Well here is the official Obama inauguration poem in all its glory:
Praise song for the day.

Each day we go about our business, walking past each other, catching each others' eyes or not, about to speak or speaking. All about us is noise. All about us is noise and bramble, thorn and din, each one of our ancestors on our tongues. Someone is stitching up a hem, darning a hole in a uniform, patching a tire, repairing the things in need of repair.

Someone is trying to make music somewhere with a pair of wooden spoons on an oil drum with cello, boom box, harmonica, voice.

A woman and her son wait for the bus.

A farmer considers the changing sky; A teacher says, "Take out your pencils. Begin."

We encounter each other in words, words spiny or smooth, whispered or declaimed; words to consider, reconsider.

We cross dirt roads and highways that mark the will of someone and then others who said, "I need to see what's on the other side; I know there's something better down the road."

We need to find a place where we are safe; We walk into that which we cannot yet see.

Say it plain, that many have died for this day. Sing the names of the dead who brought us here, who laid the train tracks, raised the bridges, picked the cotton and the lettuce, built brick by brick the glittering edifices they would then keep clean and work inside of.

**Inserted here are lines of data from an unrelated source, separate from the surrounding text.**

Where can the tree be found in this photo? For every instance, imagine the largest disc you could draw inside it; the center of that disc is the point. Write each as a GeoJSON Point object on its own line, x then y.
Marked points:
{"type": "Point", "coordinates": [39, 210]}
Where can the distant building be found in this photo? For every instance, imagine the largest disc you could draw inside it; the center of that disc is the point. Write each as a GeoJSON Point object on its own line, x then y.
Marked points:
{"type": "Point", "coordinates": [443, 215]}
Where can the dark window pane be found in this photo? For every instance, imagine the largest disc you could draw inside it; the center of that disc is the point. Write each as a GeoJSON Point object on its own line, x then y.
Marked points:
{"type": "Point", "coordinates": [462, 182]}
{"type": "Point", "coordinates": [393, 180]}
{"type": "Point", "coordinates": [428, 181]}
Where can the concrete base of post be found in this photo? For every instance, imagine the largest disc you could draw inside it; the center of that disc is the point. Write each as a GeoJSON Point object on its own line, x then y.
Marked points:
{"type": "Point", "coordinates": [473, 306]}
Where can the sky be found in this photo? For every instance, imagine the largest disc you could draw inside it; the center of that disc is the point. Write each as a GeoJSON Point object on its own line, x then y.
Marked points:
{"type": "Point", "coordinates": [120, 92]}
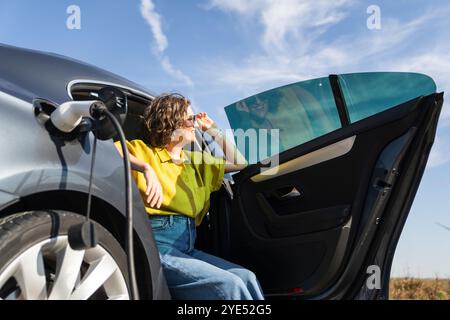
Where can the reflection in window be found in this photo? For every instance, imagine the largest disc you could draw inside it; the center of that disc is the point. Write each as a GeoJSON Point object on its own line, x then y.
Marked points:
{"type": "Point", "coordinates": [300, 112]}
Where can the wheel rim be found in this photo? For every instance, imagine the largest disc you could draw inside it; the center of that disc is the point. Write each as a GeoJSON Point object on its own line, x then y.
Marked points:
{"type": "Point", "coordinates": [52, 270]}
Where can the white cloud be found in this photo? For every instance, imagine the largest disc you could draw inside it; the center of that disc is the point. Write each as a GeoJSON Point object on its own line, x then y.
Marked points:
{"type": "Point", "coordinates": [440, 153]}
{"type": "Point", "coordinates": [167, 66]}
{"type": "Point", "coordinates": [153, 19]}
{"type": "Point", "coordinates": [294, 45]}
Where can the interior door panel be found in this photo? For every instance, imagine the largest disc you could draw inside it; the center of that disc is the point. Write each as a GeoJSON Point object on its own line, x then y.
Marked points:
{"type": "Point", "coordinates": [352, 151]}
{"type": "Point", "coordinates": [299, 244]}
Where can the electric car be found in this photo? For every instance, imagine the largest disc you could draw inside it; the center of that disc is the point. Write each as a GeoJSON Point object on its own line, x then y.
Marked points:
{"type": "Point", "coordinates": [316, 216]}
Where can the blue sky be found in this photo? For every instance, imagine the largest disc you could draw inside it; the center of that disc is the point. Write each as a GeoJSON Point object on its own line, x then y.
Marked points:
{"type": "Point", "coordinates": [218, 51]}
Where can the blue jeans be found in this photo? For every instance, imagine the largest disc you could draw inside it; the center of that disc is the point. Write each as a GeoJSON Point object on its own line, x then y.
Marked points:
{"type": "Point", "coordinates": [195, 275]}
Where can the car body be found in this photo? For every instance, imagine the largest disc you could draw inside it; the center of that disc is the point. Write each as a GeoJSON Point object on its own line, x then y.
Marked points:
{"type": "Point", "coordinates": [322, 223]}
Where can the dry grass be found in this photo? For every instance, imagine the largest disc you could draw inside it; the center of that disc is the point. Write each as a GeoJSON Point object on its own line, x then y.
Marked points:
{"type": "Point", "coordinates": [419, 289]}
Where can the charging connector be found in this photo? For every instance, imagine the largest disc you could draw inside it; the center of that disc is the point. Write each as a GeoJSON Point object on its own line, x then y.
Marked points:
{"type": "Point", "coordinates": [66, 118]}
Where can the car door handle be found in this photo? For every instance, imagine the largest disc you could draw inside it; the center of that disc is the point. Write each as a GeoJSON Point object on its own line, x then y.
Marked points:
{"type": "Point", "coordinates": [293, 193]}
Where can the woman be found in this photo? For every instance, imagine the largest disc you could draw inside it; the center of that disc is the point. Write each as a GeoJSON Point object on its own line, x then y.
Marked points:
{"type": "Point", "coordinates": [176, 185]}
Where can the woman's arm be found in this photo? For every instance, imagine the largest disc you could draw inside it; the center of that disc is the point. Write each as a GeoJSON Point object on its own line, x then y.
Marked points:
{"type": "Point", "coordinates": [154, 189]}
{"type": "Point", "coordinates": [235, 160]}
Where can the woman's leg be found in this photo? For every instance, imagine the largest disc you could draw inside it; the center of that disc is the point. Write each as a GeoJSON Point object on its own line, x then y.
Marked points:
{"type": "Point", "coordinates": [191, 279]}
{"type": "Point", "coordinates": [247, 276]}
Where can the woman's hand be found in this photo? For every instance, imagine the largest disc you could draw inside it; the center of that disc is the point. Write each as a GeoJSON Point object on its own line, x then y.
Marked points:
{"type": "Point", "coordinates": [204, 122]}
{"type": "Point", "coordinates": [154, 189]}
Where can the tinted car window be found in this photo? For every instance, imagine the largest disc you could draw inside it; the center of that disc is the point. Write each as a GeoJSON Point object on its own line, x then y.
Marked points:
{"type": "Point", "coordinates": [296, 113]}
{"type": "Point", "coordinates": [366, 94]}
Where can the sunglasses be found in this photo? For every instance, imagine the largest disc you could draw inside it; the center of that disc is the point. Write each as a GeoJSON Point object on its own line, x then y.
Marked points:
{"type": "Point", "coordinates": [191, 119]}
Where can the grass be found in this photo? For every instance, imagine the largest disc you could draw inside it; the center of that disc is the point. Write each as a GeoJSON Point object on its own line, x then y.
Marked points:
{"type": "Point", "coordinates": [419, 289]}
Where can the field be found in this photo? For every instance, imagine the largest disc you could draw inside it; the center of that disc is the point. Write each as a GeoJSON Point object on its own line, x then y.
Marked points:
{"type": "Point", "coordinates": [419, 289]}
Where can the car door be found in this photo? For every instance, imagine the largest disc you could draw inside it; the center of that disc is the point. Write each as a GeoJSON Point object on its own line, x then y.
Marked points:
{"type": "Point", "coordinates": [319, 214]}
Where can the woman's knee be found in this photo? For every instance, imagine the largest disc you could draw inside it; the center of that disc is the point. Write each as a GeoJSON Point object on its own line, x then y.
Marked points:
{"type": "Point", "coordinates": [246, 275]}
{"type": "Point", "coordinates": [231, 287]}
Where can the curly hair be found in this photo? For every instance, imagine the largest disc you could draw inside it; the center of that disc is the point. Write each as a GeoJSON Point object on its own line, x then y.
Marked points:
{"type": "Point", "coordinates": [163, 116]}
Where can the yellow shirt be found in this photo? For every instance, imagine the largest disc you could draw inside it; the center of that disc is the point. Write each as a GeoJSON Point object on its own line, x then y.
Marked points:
{"type": "Point", "coordinates": [187, 186]}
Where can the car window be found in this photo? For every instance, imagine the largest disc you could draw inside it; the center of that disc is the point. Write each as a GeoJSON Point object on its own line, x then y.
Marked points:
{"type": "Point", "coordinates": [295, 113]}
{"type": "Point", "coordinates": [366, 94]}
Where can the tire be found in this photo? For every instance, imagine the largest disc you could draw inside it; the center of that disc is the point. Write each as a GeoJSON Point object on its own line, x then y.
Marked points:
{"type": "Point", "coordinates": [37, 263]}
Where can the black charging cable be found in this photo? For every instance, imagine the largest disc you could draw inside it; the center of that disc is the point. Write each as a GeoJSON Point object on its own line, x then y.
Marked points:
{"type": "Point", "coordinates": [128, 206]}
{"type": "Point", "coordinates": [82, 236]}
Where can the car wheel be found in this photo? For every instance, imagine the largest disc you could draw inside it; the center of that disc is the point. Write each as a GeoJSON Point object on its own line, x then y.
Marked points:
{"type": "Point", "coordinates": [37, 262]}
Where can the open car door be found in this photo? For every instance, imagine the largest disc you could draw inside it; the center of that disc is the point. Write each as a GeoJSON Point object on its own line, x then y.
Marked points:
{"type": "Point", "coordinates": [319, 214]}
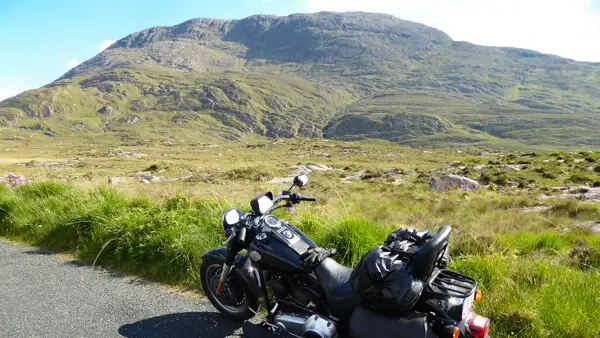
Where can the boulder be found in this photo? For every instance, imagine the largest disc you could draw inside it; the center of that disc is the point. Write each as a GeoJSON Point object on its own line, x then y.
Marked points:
{"type": "Point", "coordinates": [282, 180]}
{"type": "Point", "coordinates": [592, 226]}
{"type": "Point", "coordinates": [449, 182]}
{"type": "Point", "coordinates": [106, 110]}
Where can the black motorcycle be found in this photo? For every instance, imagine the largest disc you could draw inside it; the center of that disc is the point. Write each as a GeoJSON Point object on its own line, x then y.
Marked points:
{"type": "Point", "coordinates": [263, 263]}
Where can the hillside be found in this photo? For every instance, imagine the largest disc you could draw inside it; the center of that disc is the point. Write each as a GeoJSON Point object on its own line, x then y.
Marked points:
{"type": "Point", "coordinates": [347, 76]}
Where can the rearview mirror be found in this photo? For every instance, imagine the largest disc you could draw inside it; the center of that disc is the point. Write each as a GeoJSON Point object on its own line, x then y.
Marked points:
{"type": "Point", "coordinates": [262, 203]}
{"type": "Point", "coordinates": [300, 180]}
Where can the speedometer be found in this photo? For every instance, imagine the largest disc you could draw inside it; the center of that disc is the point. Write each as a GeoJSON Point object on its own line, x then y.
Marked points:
{"type": "Point", "coordinates": [273, 222]}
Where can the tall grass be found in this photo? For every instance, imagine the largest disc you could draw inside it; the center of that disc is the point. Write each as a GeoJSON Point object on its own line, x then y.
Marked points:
{"type": "Point", "coordinates": [538, 279]}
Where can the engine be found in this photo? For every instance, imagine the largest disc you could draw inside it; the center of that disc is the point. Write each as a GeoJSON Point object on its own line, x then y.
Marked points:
{"type": "Point", "coordinates": [299, 290]}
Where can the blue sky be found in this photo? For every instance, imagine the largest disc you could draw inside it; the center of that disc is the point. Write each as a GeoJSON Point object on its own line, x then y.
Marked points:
{"type": "Point", "coordinates": [42, 39]}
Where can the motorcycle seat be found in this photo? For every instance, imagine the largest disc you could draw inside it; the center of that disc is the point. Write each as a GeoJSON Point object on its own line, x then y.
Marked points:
{"type": "Point", "coordinates": [335, 281]}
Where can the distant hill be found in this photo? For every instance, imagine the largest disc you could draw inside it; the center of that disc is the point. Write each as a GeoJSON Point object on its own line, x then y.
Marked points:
{"type": "Point", "coordinates": [349, 76]}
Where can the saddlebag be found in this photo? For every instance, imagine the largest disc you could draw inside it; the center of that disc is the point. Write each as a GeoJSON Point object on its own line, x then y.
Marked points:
{"type": "Point", "coordinates": [384, 277]}
{"type": "Point", "coordinates": [366, 323]}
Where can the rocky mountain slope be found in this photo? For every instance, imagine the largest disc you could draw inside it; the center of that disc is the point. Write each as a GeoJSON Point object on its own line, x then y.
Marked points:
{"type": "Point", "coordinates": [346, 76]}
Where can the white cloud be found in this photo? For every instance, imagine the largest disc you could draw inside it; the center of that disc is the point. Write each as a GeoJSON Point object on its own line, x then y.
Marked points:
{"type": "Point", "coordinates": [105, 44]}
{"type": "Point", "coordinates": [568, 28]}
{"type": "Point", "coordinates": [74, 63]}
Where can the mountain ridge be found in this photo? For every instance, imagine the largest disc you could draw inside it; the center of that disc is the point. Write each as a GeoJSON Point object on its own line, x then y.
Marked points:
{"type": "Point", "coordinates": [348, 76]}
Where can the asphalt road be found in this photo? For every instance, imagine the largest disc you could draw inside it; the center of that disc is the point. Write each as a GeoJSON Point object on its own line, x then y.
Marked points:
{"type": "Point", "coordinates": [42, 295]}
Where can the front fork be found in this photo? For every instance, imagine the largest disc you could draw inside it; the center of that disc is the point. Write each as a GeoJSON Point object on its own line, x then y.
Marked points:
{"type": "Point", "coordinates": [229, 261]}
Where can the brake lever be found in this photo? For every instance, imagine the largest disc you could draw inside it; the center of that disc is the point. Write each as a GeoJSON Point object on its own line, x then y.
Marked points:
{"type": "Point", "coordinates": [231, 237]}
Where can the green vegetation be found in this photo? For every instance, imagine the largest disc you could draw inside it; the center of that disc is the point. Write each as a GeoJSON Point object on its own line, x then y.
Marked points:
{"type": "Point", "coordinates": [536, 263]}
{"type": "Point", "coordinates": [350, 76]}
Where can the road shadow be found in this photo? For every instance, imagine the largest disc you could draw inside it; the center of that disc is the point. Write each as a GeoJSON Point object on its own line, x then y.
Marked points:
{"type": "Point", "coordinates": [187, 324]}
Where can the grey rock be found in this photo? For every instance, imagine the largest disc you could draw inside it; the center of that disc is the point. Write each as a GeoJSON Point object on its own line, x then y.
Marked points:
{"type": "Point", "coordinates": [282, 180]}
{"type": "Point", "coordinates": [592, 226]}
{"type": "Point", "coordinates": [515, 167]}
{"type": "Point", "coordinates": [106, 110]}
{"type": "Point", "coordinates": [449, 182]}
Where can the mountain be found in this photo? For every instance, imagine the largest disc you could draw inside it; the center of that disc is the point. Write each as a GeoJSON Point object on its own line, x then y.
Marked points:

Praise song for struggle; praise song for the day. Praise song for every hand-lettered sign; The figuring it out at kitchen tables.

Some live by "Love thy neighbor as thy self."

Others by first do no harm, or take no more than you need.

What if the mightiest word is love, love beyond marital, filial, national. Love that casts a widening pool of light. Love with no need to preempt grievance.

In today's sharp sparkle, this winter air, anything can be made, any sentence begun.

On the brink, on the brim, on the cusp -- praise song for walking forward in that light.